Trading an All-About-The-Dollar Week
Yesterday has come and gone, and another Yellen talk took place and has left financial markets and traders looking for a direction.
In a nutshell, despite the hugely disappointing US job employment numbers of last week, the Chair of the Federal Reserve did not remove a rate hike from the horizon of the next months. Still, the market didn’t buy it, and traders punished the USD as a response – after all, Yellen only vaguely mentioned ‘coming months’, without making any reference to June or July.
Be as it may, we believe this week should be an all-about-the-USD trading week, since the Fed is only one week away from making its decision. We also believe that the DXY resilience (which has been consistently keeping it together near the 94 range, with some ups and downs along the way) is a very clear image of just how the market has already priced in the Fed’s hesitations.

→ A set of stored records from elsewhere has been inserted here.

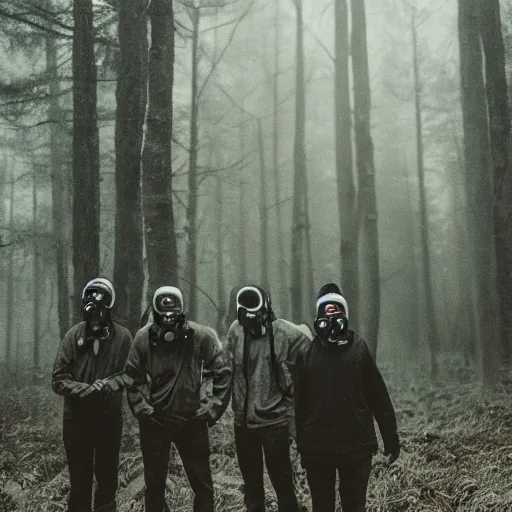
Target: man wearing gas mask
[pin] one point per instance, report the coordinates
(171, 361)
(263, 351)
(88, 369)
(338, 392)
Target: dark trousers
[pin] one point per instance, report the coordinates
(92, 448)
(193, 445)
(354, 473)
(274, 443)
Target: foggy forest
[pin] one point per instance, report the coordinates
(210, 144)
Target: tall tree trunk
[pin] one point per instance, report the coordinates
(281, 264)
(346, 189)
(86, 160)
(131, 98)
(160, 239)
(432, 331)
(10, 298)
(59, 187)
(499, 125)
(263, 211)
(242, 218)
(221, 288)
(193, 191)
(309, 302)
(469, 317)
(299, 162)
(37, 282)
(478, 184)
(366, 171)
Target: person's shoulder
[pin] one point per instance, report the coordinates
(235, 328)
(76, 330)
(122, 331)
(357, 341)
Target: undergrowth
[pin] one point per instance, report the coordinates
(456, 454)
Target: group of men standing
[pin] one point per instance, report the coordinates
(179, 379)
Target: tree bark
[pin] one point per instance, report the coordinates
(281, 263)
(221, 287)
(10, 298)
(131, 98)
(299, 221)
(86, 163)
(478, 185)
(346, 190)
(263, 211)
(59, 187)
(366, 171)
(192, 207)
(242, 226)
(432, 330)
(159, 228)
(499, 136)
(37, 281)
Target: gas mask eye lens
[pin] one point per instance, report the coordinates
(167, 302)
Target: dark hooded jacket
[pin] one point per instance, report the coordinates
(338, 392)
(76, 368)
(258, 400)
(179, 380)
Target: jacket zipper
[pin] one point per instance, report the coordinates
(246, 375)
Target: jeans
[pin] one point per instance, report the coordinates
(193, 445)
(353, 471)
(92, 448)
(274, 443)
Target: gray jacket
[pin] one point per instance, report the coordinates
(257, 399)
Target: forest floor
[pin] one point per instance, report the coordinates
(456, 455)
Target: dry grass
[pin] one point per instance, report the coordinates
(457, 455)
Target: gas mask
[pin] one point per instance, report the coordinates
(253, 309)
(168, 315)
(98, 298)
(331, 324)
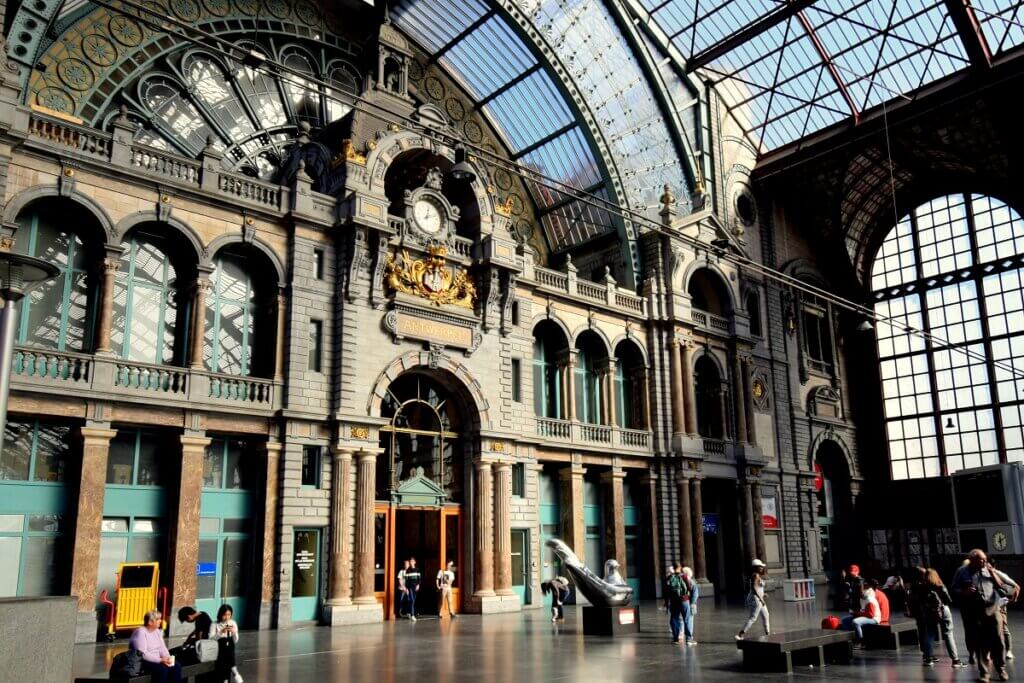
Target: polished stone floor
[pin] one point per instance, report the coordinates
(528, 648)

While we don’t expect the Fed to hike rates in the middle of June, as we’ve previously said, because we think that the Brexit risks would discourage it from doing so, we don’t see the USD correcting far more to the downside, even if our belief is confirmed.
After all, ever since the USD rally has paused, many Fed members have said one thing and its opposite, again and again, and the DXY never stayed below 94 for too long. In our view, that is because, at the end of the day, the Fed isn’t easing – even if it does not hike rates soon – while the ECB and the BOJ keep on looking for more creative ways to ease even further.
We see this resilience as a bottoming opportunity for the USD bullish positions that we have consistently been recommending.
We would not be surprised to see the RBA announcing lower interest rates today (yesterday we made our bearish AUD case, and talked about how profitable a long USD/AUD play could be), and we wouldn’t be surprised either to see API’s crude oil inventories surprising markets to the downside.
As much as the oil market may seem to be rebalancing (due to temporary constraints originating in Canada and Nigeria), we just don’t see how the current staggering amount of oil in tankers throughout the oceans of the world won’t send oil down to the $30s again. We also suspect that Iran and Saudi Arabia will keep on fighting until these $30s, as well.
This makes us restate our past long USD/MXN, USD/NOK and USD/CAD recommendations for traders, because we don’t see any upside to those currencies, based on an expectable oil correction, while we don’t see any significant downside to the USD, which has already suffered most of the Fed-confusing-statement-induced dovish shocks.
At the end of the day, investors should look for greater profits to be made in currencies and assets that offer less resistance, which is the case of the USD, and should bet against currencies and assets that are still dancing filled with enthusiasm – even when the music is coming to an end.